Zabur-i-Ajam (زبور عجم, Persian Psalms) is a philosophical poetry book, written in Persian, of Allama Iqbal, the great poet-philosopher of the Indian subcontinent. It was published in 1927.

Zabur-i Ajam includes the Mathnavi Gulshan-i Raz-i Jadid and Bandagi Nama. There are four sections. The first two are sequences of ghazals in the classical form and the other two are single long poems. Iqbal forcefully expresses his inner convictions and urges the reader to advance himself to achieve progress and prosperity by discovering and strengthening the self.

The first of the two longer poems is the Gulshan-i Raz-i Jadid (گلشن راز جدید, "New Garden of Mysteries"). It alludes to the Gulshan-i Raz, the treatise on Sufism written in Persian verse by Sa'd ad-Din Mahmud Shabistari. Here Iqbal poses and answers nine questions on philosophical problems such as the nature of discursive thought, of the self, and of the relation between the eternal and the temporal.

The subject of the second poem, the Bandagi Nama (بندگی‌نامه, "Book of Servitude") is the loss of freedom, particularly spiritual freedom, of an individual or society, and its consequent evils. It is divided into several sections and touches on the music and other arts of enslaved people, their religious tenets and the art of reconstructing free men.

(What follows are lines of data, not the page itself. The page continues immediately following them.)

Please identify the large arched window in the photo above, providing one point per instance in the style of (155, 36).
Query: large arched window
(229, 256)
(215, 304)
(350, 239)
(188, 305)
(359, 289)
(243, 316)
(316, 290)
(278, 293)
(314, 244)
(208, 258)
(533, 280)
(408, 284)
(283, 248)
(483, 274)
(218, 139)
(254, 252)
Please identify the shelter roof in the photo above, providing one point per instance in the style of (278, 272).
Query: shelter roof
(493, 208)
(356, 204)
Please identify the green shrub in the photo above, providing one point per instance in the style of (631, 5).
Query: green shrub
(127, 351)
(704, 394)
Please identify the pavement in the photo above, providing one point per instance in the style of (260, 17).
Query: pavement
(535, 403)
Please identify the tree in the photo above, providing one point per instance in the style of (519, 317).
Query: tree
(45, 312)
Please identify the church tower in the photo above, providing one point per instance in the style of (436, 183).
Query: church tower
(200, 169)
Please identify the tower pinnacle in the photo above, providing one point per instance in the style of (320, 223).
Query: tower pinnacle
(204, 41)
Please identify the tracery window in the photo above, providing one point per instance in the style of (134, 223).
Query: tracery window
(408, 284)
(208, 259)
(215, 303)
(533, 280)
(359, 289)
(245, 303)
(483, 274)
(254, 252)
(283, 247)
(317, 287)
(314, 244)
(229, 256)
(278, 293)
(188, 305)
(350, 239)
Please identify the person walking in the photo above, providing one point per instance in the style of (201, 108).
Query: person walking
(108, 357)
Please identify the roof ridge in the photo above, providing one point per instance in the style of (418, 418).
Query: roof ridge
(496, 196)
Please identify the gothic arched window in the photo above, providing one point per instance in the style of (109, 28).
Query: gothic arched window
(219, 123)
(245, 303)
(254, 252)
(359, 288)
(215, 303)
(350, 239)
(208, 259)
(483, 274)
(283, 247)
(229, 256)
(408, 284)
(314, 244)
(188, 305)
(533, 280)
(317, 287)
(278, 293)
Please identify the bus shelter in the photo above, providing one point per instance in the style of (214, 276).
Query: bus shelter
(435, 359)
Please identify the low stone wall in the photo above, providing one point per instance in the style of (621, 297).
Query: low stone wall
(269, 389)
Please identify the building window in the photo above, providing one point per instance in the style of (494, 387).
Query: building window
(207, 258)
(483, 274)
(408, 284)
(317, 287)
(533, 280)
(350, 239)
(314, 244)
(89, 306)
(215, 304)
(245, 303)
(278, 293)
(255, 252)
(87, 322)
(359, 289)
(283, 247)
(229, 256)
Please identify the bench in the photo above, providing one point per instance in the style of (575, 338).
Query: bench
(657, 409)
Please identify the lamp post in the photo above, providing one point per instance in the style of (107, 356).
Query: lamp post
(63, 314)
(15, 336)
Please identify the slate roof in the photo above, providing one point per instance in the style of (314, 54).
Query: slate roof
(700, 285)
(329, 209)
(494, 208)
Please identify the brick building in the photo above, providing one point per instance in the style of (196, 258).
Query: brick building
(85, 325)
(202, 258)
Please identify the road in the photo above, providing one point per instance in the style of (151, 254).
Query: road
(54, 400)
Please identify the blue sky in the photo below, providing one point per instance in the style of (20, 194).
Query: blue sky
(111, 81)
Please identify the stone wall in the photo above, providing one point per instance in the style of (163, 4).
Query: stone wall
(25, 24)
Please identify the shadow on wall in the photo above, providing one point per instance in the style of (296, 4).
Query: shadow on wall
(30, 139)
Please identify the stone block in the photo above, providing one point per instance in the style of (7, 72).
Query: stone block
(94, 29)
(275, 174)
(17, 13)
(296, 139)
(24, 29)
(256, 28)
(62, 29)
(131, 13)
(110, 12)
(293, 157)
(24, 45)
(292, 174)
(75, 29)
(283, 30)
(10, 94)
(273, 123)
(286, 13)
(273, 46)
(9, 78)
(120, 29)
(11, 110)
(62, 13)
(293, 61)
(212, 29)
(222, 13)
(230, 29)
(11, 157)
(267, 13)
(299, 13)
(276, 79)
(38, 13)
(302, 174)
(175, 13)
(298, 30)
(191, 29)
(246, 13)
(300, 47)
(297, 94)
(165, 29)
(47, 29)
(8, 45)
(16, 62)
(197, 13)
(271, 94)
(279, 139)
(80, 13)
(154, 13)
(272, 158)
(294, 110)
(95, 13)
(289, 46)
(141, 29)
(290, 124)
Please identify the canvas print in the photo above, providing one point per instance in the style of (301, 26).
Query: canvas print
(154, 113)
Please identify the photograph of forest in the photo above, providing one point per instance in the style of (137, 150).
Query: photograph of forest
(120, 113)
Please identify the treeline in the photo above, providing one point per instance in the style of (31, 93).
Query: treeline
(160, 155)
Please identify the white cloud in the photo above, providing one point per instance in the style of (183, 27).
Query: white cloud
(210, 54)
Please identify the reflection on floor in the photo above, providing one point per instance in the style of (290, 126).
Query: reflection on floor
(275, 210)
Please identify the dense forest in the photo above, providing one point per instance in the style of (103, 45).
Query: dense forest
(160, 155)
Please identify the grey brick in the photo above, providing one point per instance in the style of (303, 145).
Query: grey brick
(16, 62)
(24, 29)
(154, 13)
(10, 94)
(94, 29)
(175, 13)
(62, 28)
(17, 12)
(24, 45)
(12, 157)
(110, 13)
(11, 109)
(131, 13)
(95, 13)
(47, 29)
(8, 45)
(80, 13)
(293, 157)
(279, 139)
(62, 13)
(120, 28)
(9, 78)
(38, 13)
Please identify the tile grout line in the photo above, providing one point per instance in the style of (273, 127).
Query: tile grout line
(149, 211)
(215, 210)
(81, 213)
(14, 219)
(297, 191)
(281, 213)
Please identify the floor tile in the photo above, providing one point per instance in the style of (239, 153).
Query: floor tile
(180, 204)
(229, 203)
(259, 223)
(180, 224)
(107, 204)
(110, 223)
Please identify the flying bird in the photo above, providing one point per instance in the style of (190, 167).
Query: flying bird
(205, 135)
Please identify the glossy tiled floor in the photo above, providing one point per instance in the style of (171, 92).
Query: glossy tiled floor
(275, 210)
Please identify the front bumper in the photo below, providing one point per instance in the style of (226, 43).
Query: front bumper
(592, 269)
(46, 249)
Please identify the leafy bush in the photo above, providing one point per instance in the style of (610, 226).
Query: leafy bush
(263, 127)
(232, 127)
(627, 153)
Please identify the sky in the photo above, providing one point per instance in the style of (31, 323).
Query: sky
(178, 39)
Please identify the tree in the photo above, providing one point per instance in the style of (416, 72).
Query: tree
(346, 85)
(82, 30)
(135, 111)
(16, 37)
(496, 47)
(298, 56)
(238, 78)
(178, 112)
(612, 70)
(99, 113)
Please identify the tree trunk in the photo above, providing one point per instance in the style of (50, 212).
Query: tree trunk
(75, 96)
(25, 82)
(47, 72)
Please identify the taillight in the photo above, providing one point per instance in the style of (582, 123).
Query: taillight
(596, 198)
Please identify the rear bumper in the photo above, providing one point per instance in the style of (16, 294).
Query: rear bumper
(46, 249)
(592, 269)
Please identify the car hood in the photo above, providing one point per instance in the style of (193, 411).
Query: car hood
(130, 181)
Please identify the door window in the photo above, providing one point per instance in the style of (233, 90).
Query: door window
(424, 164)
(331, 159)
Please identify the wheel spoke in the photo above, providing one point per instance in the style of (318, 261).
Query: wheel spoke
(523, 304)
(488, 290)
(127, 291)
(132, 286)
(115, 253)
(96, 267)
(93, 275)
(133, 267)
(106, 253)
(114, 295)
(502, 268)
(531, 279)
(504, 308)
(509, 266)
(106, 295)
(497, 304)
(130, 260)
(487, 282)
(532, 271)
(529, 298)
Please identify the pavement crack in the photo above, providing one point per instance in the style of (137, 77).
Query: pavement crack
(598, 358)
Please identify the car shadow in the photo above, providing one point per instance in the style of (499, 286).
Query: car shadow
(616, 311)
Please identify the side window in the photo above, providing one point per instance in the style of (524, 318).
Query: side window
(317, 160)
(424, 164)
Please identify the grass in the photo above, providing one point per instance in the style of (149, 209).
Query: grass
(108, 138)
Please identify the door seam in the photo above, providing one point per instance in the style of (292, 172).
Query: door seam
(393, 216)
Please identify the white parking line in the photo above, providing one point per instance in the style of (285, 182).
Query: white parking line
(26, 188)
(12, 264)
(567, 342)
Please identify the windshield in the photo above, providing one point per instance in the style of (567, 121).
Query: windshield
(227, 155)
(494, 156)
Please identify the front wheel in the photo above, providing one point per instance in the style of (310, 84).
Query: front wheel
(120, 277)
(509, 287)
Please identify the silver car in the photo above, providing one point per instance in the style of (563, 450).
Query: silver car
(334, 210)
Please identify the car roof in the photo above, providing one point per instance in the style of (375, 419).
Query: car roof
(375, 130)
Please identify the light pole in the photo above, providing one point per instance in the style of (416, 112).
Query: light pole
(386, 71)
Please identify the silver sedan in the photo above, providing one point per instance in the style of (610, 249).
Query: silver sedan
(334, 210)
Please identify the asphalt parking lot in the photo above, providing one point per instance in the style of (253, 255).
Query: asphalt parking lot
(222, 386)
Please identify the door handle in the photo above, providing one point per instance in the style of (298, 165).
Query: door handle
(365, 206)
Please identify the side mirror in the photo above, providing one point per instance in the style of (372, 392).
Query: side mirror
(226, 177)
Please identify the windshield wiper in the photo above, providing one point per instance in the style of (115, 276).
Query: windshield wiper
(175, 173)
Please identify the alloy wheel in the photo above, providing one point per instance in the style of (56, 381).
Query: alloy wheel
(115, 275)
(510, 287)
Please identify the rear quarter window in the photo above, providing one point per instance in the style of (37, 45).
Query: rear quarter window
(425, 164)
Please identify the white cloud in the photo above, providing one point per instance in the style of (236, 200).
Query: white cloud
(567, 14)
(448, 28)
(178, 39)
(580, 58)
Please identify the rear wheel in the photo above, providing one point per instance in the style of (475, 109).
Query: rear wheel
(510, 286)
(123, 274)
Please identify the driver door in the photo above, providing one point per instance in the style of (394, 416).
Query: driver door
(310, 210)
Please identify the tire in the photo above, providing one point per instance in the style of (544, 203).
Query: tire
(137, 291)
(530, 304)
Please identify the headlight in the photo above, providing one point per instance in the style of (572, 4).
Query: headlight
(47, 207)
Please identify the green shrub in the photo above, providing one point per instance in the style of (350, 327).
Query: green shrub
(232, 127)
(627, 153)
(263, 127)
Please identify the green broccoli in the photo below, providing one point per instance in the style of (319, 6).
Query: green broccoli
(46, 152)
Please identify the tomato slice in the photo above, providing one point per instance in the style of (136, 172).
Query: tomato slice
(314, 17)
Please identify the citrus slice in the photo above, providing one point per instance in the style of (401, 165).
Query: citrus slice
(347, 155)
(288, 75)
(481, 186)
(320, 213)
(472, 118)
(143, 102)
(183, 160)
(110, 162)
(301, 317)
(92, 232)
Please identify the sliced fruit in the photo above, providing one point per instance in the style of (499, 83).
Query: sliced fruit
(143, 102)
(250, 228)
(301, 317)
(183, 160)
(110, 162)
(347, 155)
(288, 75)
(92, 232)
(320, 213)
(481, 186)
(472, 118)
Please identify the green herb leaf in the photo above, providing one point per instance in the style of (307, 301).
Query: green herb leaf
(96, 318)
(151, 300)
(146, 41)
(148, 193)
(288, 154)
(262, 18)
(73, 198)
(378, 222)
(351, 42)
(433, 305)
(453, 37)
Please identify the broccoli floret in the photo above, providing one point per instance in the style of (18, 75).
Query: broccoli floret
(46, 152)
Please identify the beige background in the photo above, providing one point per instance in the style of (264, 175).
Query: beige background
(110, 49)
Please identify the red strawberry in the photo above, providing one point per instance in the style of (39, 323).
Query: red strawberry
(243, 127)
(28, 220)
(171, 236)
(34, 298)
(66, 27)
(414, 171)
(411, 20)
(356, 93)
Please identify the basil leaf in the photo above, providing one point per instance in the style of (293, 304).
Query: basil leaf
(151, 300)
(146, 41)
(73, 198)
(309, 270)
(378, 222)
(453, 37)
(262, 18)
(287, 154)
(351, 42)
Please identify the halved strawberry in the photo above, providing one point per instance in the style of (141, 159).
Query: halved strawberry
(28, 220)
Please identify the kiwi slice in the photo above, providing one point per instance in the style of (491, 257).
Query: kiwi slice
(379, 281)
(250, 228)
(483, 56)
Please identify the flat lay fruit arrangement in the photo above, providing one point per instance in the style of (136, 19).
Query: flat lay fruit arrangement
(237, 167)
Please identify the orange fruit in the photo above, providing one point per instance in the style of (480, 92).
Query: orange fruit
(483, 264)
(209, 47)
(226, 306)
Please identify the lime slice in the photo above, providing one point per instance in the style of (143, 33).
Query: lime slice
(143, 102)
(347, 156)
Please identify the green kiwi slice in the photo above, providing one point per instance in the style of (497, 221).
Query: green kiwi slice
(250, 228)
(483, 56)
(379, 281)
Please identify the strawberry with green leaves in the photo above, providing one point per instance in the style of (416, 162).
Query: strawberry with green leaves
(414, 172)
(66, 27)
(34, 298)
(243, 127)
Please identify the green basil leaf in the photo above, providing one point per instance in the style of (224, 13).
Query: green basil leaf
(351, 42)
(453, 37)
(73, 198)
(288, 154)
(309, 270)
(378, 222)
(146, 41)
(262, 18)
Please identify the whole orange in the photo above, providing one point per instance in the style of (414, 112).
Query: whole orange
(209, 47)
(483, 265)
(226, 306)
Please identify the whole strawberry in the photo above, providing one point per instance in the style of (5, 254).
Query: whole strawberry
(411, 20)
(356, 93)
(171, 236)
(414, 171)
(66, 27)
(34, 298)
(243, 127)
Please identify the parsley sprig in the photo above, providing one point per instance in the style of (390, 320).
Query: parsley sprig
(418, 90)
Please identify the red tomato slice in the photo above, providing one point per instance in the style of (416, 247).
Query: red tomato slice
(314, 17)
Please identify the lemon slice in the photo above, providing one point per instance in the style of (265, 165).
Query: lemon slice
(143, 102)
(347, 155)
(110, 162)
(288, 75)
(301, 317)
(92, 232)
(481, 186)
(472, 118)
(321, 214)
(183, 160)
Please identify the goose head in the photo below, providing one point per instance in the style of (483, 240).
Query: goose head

In Zabur-i Ajam, Iqbal's Persian ghazal is at its best as his Urdu ghazal is in Bal-i Jibril. Here as in other books, Iqbal insists on remembering the past, doing well in the present and preparing for the future. His lesson is that one should be dynamic, full of zest for action and full of love and life. Implicitly, he proves that there is no form of poetry which can equal the ghazal in vigour and liveliness.